Monday, May 03, 2010

Minor news

The paper had sat on our kitchen table for a few days. The Dominion Post is given away for free at campus and one of my flatmates brings it back to do the crossword. The headline caught my eye:

I never raped anyone, former officer tells the jury


I read stories like that, but I take a breath first:
A former Rotorua police officer denied raping a 17-year-old Rotorua teen in her flat 21 years ago but could not rule out a brief sexual encounter, a court has been told. Iosefa Fiaola told a jury in Tauranga District Court yesterday that he did not know the woman who alleged she was raped in her flat in 1989.


Then today I searched Stuff for 'Rotorua' 'Police' 'Rape'. There were lots of hits.

The jury had come back on Thursday. They had found him not guilty.

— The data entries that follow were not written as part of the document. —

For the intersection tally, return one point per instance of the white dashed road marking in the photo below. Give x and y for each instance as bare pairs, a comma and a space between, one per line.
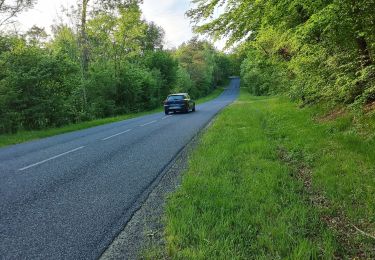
109, 137
52, 158
166, 117
149, 123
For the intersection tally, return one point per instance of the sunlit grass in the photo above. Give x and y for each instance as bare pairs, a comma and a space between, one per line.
240, 200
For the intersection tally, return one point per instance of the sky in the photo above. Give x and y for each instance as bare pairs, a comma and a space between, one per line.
169, 14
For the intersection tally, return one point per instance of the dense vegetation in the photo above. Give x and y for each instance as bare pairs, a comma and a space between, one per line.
107, 61
314, 51
298, 186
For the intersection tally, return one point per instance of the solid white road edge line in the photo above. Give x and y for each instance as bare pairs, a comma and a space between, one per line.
109, 137
149, 123
52, 158
166, 117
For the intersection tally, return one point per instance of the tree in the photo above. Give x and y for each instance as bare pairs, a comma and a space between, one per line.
10, 9
319, 50
36, 36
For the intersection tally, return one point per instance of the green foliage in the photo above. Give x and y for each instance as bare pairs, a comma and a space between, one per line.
282, 194
205, 66
35, 89
243, 204
116, 65
311, 50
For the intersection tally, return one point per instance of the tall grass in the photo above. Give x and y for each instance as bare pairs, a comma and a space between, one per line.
242, 199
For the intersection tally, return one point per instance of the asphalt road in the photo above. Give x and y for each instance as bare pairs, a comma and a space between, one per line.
68, 196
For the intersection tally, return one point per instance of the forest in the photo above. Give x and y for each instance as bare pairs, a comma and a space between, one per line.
313, 51
101, 59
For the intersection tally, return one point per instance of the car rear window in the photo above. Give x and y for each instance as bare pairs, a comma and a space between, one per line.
176, 97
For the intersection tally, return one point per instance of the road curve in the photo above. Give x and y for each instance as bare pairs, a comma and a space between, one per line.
67, 196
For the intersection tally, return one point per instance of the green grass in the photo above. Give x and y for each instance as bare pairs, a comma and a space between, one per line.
24, 136
245, 195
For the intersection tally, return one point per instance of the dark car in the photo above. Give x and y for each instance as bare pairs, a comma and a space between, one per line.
180, 102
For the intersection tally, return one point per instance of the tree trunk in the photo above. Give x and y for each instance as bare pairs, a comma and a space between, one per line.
364, 51
84, 51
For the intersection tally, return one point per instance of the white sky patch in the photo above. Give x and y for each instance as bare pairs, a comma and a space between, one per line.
169, 14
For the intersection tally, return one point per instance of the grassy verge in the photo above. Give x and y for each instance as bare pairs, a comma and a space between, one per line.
24, 136
268, 181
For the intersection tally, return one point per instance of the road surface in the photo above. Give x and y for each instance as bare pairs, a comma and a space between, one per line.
68, 196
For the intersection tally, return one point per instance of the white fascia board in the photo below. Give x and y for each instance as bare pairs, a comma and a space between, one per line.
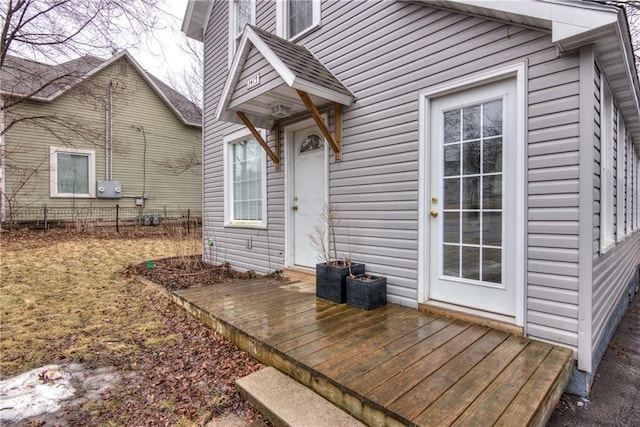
250, 38
234, 74
323, 92
195, 27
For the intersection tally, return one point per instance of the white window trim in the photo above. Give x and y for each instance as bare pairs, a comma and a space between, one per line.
53, 177
228, 142
234, 39
620, 178
282, 20
607, 238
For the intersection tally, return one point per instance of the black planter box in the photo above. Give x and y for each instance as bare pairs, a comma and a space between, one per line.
367, 294
331, 281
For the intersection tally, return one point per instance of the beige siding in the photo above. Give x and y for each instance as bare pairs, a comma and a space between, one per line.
136, 105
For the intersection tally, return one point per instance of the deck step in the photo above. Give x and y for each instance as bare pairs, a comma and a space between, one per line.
285, 402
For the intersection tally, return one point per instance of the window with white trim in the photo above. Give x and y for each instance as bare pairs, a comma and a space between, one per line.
241, 13
245, 175
608, 129
72, 172
296, 18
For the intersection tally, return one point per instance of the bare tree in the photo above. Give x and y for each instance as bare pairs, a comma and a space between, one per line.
49, 45
190, 80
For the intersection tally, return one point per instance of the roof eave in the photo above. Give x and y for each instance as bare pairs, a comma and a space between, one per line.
196, 17
574, 24
251, 38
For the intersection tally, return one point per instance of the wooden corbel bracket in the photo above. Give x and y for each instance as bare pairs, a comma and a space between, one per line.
274, 157
334, 140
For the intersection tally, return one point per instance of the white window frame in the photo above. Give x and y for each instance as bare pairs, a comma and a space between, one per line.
607, 238
234, 38
621, 232
229, 215
53, 163
282, 20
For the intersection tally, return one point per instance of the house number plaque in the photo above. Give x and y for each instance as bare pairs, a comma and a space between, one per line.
253, 81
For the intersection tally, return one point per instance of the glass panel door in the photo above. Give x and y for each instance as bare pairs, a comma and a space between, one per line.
472, 192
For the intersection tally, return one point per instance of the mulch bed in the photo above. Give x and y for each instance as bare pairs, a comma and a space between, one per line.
187, 272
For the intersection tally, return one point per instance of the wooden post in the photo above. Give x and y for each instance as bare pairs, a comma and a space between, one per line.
335, 145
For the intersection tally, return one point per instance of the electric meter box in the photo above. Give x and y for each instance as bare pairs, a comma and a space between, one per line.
109, 189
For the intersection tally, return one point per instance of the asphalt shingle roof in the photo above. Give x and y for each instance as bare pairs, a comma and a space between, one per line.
301, 61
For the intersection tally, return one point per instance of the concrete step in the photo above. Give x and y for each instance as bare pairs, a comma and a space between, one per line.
285, 402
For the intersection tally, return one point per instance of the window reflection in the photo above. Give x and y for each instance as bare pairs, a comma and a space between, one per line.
472, 198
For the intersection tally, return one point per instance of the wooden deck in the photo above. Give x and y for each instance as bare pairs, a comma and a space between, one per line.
389, 366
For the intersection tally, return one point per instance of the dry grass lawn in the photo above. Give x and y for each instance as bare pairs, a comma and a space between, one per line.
63, 299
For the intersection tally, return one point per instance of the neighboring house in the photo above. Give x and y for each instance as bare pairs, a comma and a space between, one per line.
93, 133
483, 155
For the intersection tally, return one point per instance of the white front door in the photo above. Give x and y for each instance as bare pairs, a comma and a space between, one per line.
309, 189
470, 202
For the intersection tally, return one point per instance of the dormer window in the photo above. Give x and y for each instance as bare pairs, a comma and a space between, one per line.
297, 17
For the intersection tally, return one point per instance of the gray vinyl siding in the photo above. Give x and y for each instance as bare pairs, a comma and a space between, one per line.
616, 135
386, 53
553, 185
269, 78
229, 243
613, 271
598, 117
612, 274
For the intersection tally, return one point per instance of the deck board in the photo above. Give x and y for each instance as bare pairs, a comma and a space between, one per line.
389, 366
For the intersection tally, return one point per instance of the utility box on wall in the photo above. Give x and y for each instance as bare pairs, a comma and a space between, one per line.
109, 189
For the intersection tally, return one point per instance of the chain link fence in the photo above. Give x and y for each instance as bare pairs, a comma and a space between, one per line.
115, 217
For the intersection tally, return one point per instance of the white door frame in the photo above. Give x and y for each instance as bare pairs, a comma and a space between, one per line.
518, 71
289, 176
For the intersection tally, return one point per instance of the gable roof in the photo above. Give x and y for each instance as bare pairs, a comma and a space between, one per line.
291, 67
44, 82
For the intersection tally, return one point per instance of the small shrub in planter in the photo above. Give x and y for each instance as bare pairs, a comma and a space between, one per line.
331, 279
366, 291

Another woman had gone to the police about being raped by Iosefa Fiaola, this article strongly implies this was the reason he left the police force.

The article I read was on page 5 or 6. When Rotorua cops stand trial for rape in the 1980s, it's barely news anymore.

I keep looking for the words, but I have so many jumbled things I could say to that. And I've said them all before, more than once.

How many people knew? Obviously lots of women knew, women who were raped, women who structured their lives around avoiding cops, women who had been warned. But none of them had the power to stop these rapists. How many police officers knew? How many lawyers? How about other men who could have stopped it? Or just men who could draw a line and say "I'm against raping women, even when my buddies do it?"

It's too big for me to comprehend, even now, even after thinking about it for years.

So I'm just going to say, again, that I believe this woman.